I've felt this way often before. This sensation of being an outsider in my own life ebbs and flows. While it's happening, I have to constantly remind myself that it will pass. Lately, I've been writing in a journal, writing letters to people that I'll probably never send. I try to be as raw and honest as possible, to the point where I feel the tears well up. This strange habit I've adopted seems to help my mind stay rooted. I do it for that purpose, and to get to know myself a bit better, to see what sets me off, why I feel especially out of it some days. This also has the unintended side-effect of making me feel less lonely, thinking that maybe someday, I'll deliver the letters. XD Not sure anyone would want to read them, but it sets my mind at ease. Well, you could also write to somebody, you might unintentionally make a connection that will be more mental than physical, which is something we all need. In any case, I'm also here, if you'd like. :)
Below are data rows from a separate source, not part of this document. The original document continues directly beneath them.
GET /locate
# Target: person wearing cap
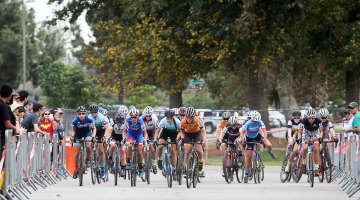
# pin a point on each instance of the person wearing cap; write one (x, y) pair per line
(31, 121)
(354, 109)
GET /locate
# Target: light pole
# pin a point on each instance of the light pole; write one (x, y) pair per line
(24, 42)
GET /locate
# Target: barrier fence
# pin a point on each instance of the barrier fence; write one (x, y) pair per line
(346, 164)
(31, 162)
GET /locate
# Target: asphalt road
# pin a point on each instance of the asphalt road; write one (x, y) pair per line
(212, 187)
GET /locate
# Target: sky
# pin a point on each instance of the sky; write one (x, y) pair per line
(43, 11)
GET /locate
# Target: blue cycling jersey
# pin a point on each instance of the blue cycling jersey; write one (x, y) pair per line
(82, 127)
(252, 129)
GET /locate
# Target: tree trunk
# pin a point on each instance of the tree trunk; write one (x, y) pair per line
(176, 99)
(258, 95)
(121, 96)
(352, 86)
(285, 88)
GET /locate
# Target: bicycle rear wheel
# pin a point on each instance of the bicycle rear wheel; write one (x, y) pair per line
(189, 171)
(311, 170)
(227, 162)
(179, 167)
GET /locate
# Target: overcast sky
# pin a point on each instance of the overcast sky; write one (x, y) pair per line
(43, 11)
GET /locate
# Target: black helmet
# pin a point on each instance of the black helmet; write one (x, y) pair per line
(81, 109)
(169, 113)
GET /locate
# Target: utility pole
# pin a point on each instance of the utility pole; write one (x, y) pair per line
(24, 42)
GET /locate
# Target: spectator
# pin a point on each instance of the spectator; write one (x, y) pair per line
(7, 118)
(31, 121)
(57, 113)
(29, 107)
(47, 123)
(23, 97)
(354, 109)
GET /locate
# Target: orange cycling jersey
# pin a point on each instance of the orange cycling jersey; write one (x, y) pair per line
(192, 127)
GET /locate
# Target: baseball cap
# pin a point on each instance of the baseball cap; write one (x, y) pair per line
(353, 105)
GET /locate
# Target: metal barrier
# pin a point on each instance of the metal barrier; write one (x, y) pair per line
(31, 161)
(347, 165)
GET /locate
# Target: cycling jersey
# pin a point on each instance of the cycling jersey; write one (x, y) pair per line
(326, 126)
(82, 128)
(252, 129)
(193, 127)
(231, 134)
(294, 126)
(134, 131)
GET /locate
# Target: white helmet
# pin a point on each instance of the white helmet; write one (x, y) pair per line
(123, 110)
(232, 120)
(255, 116)
(323, 112)
(310, 112)
(148, 110)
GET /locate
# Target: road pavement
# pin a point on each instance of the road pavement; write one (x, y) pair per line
(213, 186)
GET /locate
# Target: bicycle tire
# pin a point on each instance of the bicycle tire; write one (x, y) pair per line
(195, 170)
(93, 168)
(147, 167)
(226, 167)
(179, 167)
(311, 170)
(322, 167)
(189, 174)
(81, 166)
(116, 163)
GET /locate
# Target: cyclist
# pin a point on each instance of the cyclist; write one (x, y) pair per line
(116, 136)
(192, 128)
(327, 128)
(293, 127)
(135, 130)
(182, 113)
(309, 130)
(222, 124)
(150, 121)
(169, 126)
(83, 127)
(230, 133)
(103, 131)
(254, 130)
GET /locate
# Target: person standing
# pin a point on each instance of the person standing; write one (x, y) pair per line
(7, 118)
(354, 109)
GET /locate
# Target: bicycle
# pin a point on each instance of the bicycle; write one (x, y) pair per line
(94, 163)
(180, 162)
(325, 168)
(232, 162)
(148, 163)
(284, 175)
(257, 167)
(192, 170)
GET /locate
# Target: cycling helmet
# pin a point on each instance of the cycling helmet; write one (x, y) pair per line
(190, 112)
(296, 113)
(148, 110)
(169, 112)
(134, 112)
(255, 116)
(81, 109)
(310, 112)
(323, 112)
(123, 110)
(182, 111)
(119, 119)
(94, 108)
(226, 115)
(102, 111)
(232, 120)
(176, 111)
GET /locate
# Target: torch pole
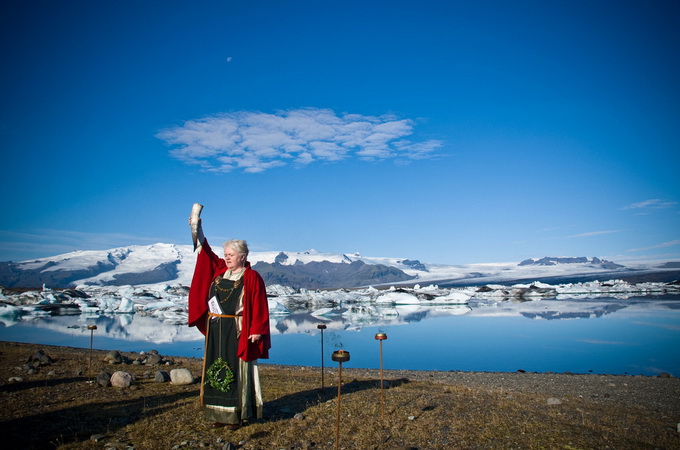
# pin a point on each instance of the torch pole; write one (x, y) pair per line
(339, 356)
(89, 365)
(381, 337)
(321, 327)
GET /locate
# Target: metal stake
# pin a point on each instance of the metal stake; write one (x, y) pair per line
(91, 328)
(381, 337)
(339, 356)
(321, 327)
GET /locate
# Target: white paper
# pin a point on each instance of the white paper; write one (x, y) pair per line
(214, 306)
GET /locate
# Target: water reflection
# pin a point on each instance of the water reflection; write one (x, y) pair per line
(638, 335)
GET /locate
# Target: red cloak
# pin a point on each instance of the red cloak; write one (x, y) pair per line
(255, 319)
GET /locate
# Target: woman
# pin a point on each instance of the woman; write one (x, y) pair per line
(228, 304)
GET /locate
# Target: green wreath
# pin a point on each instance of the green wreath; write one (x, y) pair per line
(213, 375)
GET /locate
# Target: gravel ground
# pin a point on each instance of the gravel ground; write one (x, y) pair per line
(59, 406)
(656, 393)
Minileah1218 profile image
Minileah1218 in reply to sliverofsun

I should totally try to do this. I love that idea. Do you think it sounds like that's what I'm going through right now? I mean I've heard so many stories about DP & it sounds spot on to how I feel.

sliverofsun profile image
sliverofsun in reply to Minileah1218

It's definitely a possibility, but I'm not qualified to answer this particular question. I would discuss it with your therapist, maybe in doing so, you can find some clarity to your situation.